I double checked my findings with timeit:

With python 2.4.3:

$ python -m timeit -s 'x = set(range(10000))' 'x.update([])'
1000000 loops, best of 3: 0.296 usec per loop
$ python -m timeit -s 'x = set(range(10000))' 'x.update(y for y in [])'
1000000 loops, best of 3: 0.837 usec per loop
$ python -m timeit -s 'x = set(range(10000))' 'x.update([y for y in []])'
1000000 loops, best of 3: 0.462 usec per loop

With 2.5.1 (on a different machine)
$ python -m timeit -s 'x = set(range(10000))' 'x.update([])'
1000000 loops, best of 3: 0.265 usec per loop
$ python -m timeit -s 'x = set(range(10000))' 'x.update(y for y in [])'
1000000 loops, best of 3: 0.717 usec per loop
$ python -m timeit -s 'x = set(range(10000))' 'x.update([y for y in []])'
1000000 loops, best of 3: 0.39 usec per loop

So generally, it is about 2x faster to create the empty list expression
and pass it in than to use an empty generator.
msg65704 - (view) Author: Alexander Belopolsky (belopolsky) * (Python committer) Date: 2008-04-23 20:19
This has nothing to do with set.update, the difference is due to the
time to setup the generator:

$ python -m timeit -s 'x = set(range(10000)); y = []' 'x.update(y)'
1000000 loops, best of 3: 0.38 usec per loop
$ python -m timeit -s 'x = set(range(10000)); y = (i for i in [])'
'x.update(y)'
1000000 loops, best of 3: 0.335 usec per loop
msg65705 - (view) Author: Raymond Hettinger (rhettinger) * (Python committer) Date: 2008-04-23 20:38
I concur.  The source code for set_update() in Objects/setobject.c 
shows that both versions are accessed through the iterator protocol, so 
what you're seeing are the basic performance differences (start-up and 
per-item costs) for genexps vs list iterators.
msg65737 - (view) Author: John Arbash Meinel (jameinel) Date: 2008-04-24 18:23
-----BEGIN PGP SIGNED MESSAGE-----
Hash: SHA1

Alexander Belopolsky wrote:
> Alexander Belopolsky <belopolsky@users.sourceforge.net> added the comment:
> 
> This has nothing to do with set.update, the difference is due to the
> time to setup the generator:
> 
> $ python -m timeit -s 'x = set(range(10000)); y = []' 'x.update(y)'
> 1000000 loops, best of 3: 0.38 usec per loop
> $ python -m timeit -s 'x = set(range(10000)); y = (i for i in [])'
> 'x.update(y)'
> 1000000 loops, best of 3: 0.335 usec per loop
> 
> ----------
> nosy: +belopolsky
> 
> __________________________________
> Tracker <report@bugs.python.org>
> <http://bugs.python.org/issue2672>
> __________________________________
> 

That is true, though if I just force a generator overhead:

% python -m timeit -s 'x = set(range(10000)); y = []' 'x.update(y)'
1000000 loops, best of 3: 0.204 usec per loop
% python -m timeit -s 'x = set(range(10000)); y = (i for i in [])'
'x.update(y)'
10000000 loops, best of 3: 0.173 usec per loop
% python -m timeit -s 'x = set(range(10000)); l = []' 'x.update(i for i
in l)'
1000000 loops, best of 3: 0.662 usec per loop
 python -m timeit -s 'x = set(range(10000)); l = []; y = (i for i in l)'
'(i for i in l); x.update(y)'
1000000 loops, best of 3: 1.87 usec per loop

So if you compare consuming a generator multiple times to creating it
each time, it is 0.662 usec - 0.173 usec = 0.489 usec to create a generator.

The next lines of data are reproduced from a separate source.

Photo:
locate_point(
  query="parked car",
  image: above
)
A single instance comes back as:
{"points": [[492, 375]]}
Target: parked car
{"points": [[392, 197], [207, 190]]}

So why does: "(i for i in l); x.update(y)" take an additional 1.208 usec.

(I'm certainly willing to believe that set.update() is generator/list
agnostic, but something weird is still happening.)

John
=:->

-----BEGIN PGP SIGNATURE-----
Version: GnuPG v1.4.6 (GNU/Linux)
Comment: Using GnuPG with Mozilla - http://enigmail.mozdev.org

iD8DBQFIENAoJdeBCYSNAAMRAk2yAJ4okAalR6zWD0/E5XHei/ckce+L7QCgstEQ
l+6+bl7oAJMhdJ70viqicnQ=
=pLX6
-----END PGP SIGNATURE-----
msg65742 - (view) Author: Alexander Belopolsky (belopolsky) * (Python committer) Date: 2008-04-24 19:29
On Thu, Apr 24, 2008 at 2:23 PM, John Arbash Meinel
<report@bugs.python.org> wrote:
..
>  So if you compare consuming a generator multiple times to creating it
>  each time, it is 0.662 usec - 0.173 usec = 0.489 usec to create a generator.
>
>  So why does: "(i for i in l); x.update(y)" take an additional 1.208 usec.
>
>  (I'm certainly willing to believe that set.update() is generator/list
>  agnostic, but something weird is still happening.)

I've seen a similar strangeness in timings:

$ python -m timeit '(i for i in [])'
100000 loops, best of 3: 4.16 usec per loop

but

$ python -m timeit -s 'x = set()' 'x.update(i for i in [])'
1000000 loops, best of 3: 1.31 usec per loop

on the other hand,

$ python -m timeit -s 'x = []' 'x.extend(i for i in [])'
100000 loops, best of 3: 4.54 usec per loop

How can x.update(i for i in []) take *less* time than simply creating a genexp?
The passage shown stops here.